Cyclomatic Complexity

Cyclomatic complexity measures how many independent execution paths exist through a function.

Each branch increases the number of paths.

Examples include:

`if` statements
loops
logical operators
conditional expressions

More paths means more scenarios that must be tested and reasoned about.

Typical guidelines:

complexity ≤ 5 → simple
complexity ≤ 10 → manageable
complexity > 10 → refactor

High cyclomatic complexity does not mean code is wrong.

It means the code is becoming difficult to reason about and difficult to test. Limiting complexity forces functions to remain small and predictable.

CRAP Score

CRAP stands for Change Risk Anti-Patterns.

It combines two signals:

cyclomatic complexity
test coverage

The idea is simple. Complex code increases risk. Untested code increases risk. Complex and untested code multiplies risk. CRAP quantifies that relationship.

Typical interpretation:

CRAP < 10 → low risk
CRAP 10-30 → moderate risk
CRAP > 30 → high risk

In the workflow described earlier the target was CRAP below 8.

That forces two things at the same time:

code must remain simple
tests must remain thorough

Together these dramatically reduce the probability of introducing defects.

Why This Matters for AI

AI-generated code has a predictable weakness. It often looks correct while being semantically fragile.

The code compiles. The tests run. But small behavioral changes break the system.

Mutation testing directly attacks that weakness. Cyclomatic complexity prevents large opaque functions from emerging. CRAP ensures complex areas remain heavily tested. Together these metrics create guardrails that stabilize generated code.

This fits naturally into an AgenticOps pipeline.

The AgenticOps Verification Loop

A practical AgenticOps workflow might look like this.

Specification

↓

Agent generates acceptance tests

↓

Agent generates unit tests

↓

Agent generates implementation

↓

Run tests and fix failures

↓

Measure coverage and improve it

↓

Reduce complexity and CRAP

↓

Mutation testing attacks the code

↓

Agent fixes surviving mutants

↓

Repeat until all quality gates pass

The system continuously attempts to invalidate its own behavior. Only code that survives adversarial verification moves forward.

Architecture Through Measurement

Another interesting rule in the workflow was limiting files to a maximum number of mutation sites. Mutation sites correlate with complexity.

As files accumulate mutation points, they become harder to reason about. Instead of manually policing architecture, the system enforces limits:

maximum mutation sites per file
maximum cyclomatic complexity
maximum CRAP score

When limits are exceeded, refactoring becomes mandatory. Architecture emerges from constraints.

Acceptance Tests First

Another subtle pattern is the order of operations. The systems were not executed during development. Behavior was defined through acceptance tests before the implementation existed. Only after the verification pipeline passed was the system executed.

Execution was confirmation. Not discovery.

Deterministic Pipelines

AI-assisted development introduces a fundamental challenge: trust. Developers often ask whether generated code “looks correct”. That is not the right question. The right question is whether the code passes the verification pipeline.

Pipelines provide deterministic evaluation of stochastic output. They transform judgment into measurement.

Parallel Verification

In the original story, everything ran on a single machine. Tests, mutation engines, coverage analysis, and refactoring cycles competed for CPU time.

Modern systems can push this further.

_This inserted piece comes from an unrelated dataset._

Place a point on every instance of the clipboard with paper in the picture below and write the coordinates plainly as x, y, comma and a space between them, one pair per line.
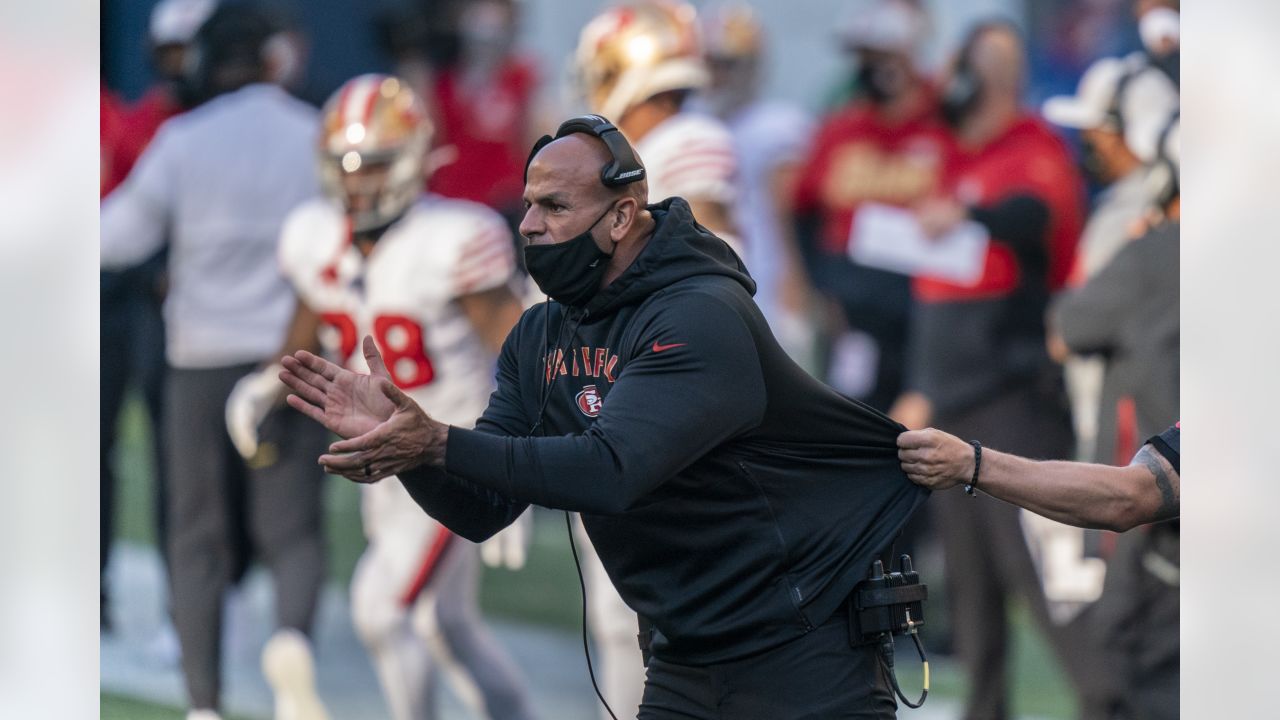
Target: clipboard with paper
891, 238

Verification can run in parallel:

test workers
mutation workers
coverage analysis
linting
architecture checks

Parallel verification shortens feedback loops while preserving rigor.

Engineering Confidence

The most important takeaway is not productivity. It is confidence.

By the time the systems were executed, they had already survived:

acceptance tests
unit tests
mutation testing
coverage gates
structural constraints

Execution became almost a formality.

This kind of discipline has been advocated for years by engineers like Robert C. Martin, but the lesson is broader than any individual methodology. Verification beats debugging.

Convergent Patterns

This pattern appears across many engineering environments. Different teams use different tools, but the structure is consistent:

tight feedback loops
automated verification
promotion gates

The tools evolve. The principles remain.

AgenticOps applies these same ideas to AI-assisted development. The goal is not to trust the agent. The goal is to build systems where trust is unnecessary.

Let’s talk about it.

Previous: [OpenClaw Is Not an AI Assistant]

Next: [Deploying an Agent Runtime with an Agent]

March 19, 2026

OpenClaw Is Not an AI Assistant

OpenClaw is getting a lot of attention right now. It’s usually described as an AI assistant. That description misses what it actually is. OpenClaw is an agent runtime.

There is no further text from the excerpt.